Friday, March 23, 2012

photo taken in Austin, Texas
18 March 2012

When I was a girl in the early 1960s, we lived on some farm land in Louisiana, and across the two-lane road was a dairy farm. The couple who lived there was Cajun - the husband spoke only French. They had no more than 25 cows I'd guess. He knew each one by name, and at 5 AM and at 3 PM, they'd line up outside of the barn, in the same order each day, and wait to be milked. He'd put this rich moist grain for them as they were milked. I remember the pungent mix of smells, of the grain and the milk and the cows.

Every couple of days, a truck with a gleaming steel tank would come to their farm and transfer the milk from the big steel vat in the farmer's barn.

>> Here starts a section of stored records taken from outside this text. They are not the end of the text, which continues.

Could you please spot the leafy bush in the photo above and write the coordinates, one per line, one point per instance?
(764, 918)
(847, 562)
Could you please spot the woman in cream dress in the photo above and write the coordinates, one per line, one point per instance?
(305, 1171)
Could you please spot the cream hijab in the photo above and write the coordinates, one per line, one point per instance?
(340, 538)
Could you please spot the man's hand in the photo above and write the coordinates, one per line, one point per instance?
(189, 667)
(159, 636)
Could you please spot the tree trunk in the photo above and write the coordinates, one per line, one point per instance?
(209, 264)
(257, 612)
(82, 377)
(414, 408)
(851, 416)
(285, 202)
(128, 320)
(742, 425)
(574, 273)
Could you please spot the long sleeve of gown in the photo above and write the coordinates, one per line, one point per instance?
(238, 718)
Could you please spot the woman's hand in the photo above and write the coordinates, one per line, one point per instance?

The couple never had a day off, not Sundays nor Christmas nor hurricanes, because the cows, and their few chickens, required attention.

My sister and I visited them maybe three or four times. The farmer's English was so limited, and we as yet knew no French. I don't remember ever talking with him, and yet somehow we learned how everything worked in their dairy. He just let us follow him around, and we learned.

I have some vivid memories of the cakes his wife baked - yellow with chocolate frosting, decorated with cherries and pecans. She had a night light in the guest room - prayer hands that glowed in the dark. I remember she had ways of using eggs or mayonnaise to condition her hair, leaving it on with her hair wrapped in a white towel.

Once, we were running around with the chickens while she hung clothes on the line to dry. There was a very large azalea shrub nearby, dense with deep pink blooms. Hummingbirds, dozens of hummingbirds shimmering bright green and red in the daylight, flitted around the flowers. The smell of the grass and the faint poignant sweetness of the azaleas with the flickering of the little birds in flight felt like something key, something of love at the core of life.